Key Points
- Lima and Callao will remain under emergency rules for 30 more days, starting January 20, 2026.
- Key northern provinces, including Trujillo and border areas in Tumbes, get 60 more days starting January 19.
- Police keep command, the military supports operations, and some constitutional rights stay temporarily restricted.
Peru’s government has renewed a state of emergency in Lima Metropolitan Area and the neighboring province of Callao, extending extraordinary security powers for 30 days as authorities try to contain organized crime and everyday street violence.
The cabinet decision also broadens the focus to the north. For 60 days, emergency status will continue in Tumbes and Zarumilla, near the Ecuador border, and in Trujillo and VirĂº, in the La Libertad region.
Officials argue these areas face sustained pressure from criminal networks, including extortion and violent crime, with spillovers into commerce, transport, and daily life.
Under the renewals, the National Police remains responsible for internal order, while the Armed Forces provide operational support.
Peru Extends State of Emergency Measures
Security commanders are instructed to define intervention zones using intelligence, crime indicators, statistics, and crime-mapping tools, aiming to concentrate resources where violence and criminal logistics are most entrenched.
The legal basis is Peru’s Constitution, which permits temporary restrictions or suspensions of specific rights during an emergency.
The renewed measures cite limits linked to personal liberty and security, inviolability of the home, freedom of assembly, and freedom of movement.
In practical terms, the Lima-Callao framework also affects large public gatherings. Mass religious, cultural, or sporting events may require authorization under safety inspection rules, while smaller events can proceed without prior approval.
The decision reflects a pattern rather than a one-off response.
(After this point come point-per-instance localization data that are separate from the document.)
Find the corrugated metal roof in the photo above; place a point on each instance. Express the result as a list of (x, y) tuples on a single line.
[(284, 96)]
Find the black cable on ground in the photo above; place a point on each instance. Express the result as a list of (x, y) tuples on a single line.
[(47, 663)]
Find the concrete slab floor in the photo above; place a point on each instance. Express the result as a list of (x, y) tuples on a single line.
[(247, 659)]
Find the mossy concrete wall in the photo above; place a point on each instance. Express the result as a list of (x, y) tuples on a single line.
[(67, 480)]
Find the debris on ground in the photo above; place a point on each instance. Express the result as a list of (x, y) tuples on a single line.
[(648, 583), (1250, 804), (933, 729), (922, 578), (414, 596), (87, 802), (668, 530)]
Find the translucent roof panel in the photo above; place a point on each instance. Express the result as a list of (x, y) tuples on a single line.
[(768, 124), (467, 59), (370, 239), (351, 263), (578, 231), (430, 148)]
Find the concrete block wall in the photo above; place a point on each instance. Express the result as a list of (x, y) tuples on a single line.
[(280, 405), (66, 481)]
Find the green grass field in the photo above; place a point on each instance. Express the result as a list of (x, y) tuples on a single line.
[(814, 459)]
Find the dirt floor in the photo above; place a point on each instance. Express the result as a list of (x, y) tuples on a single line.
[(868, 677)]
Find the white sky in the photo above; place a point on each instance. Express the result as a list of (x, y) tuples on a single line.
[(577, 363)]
The current Lima-Callao extension follows emergency decrees issued in October 2025 and renewed through late 2025, with the latest order again requiring a results report once the period ends.
Supporters frame the extensions as a necessary assertion of state authority in the face of criminals who exploit weak enforcement.
Critics counter that repeated emergencies risk becoming routine, and argue lasting gains depend on prosecutions, prisons, and judicial follow-through, not only patrols.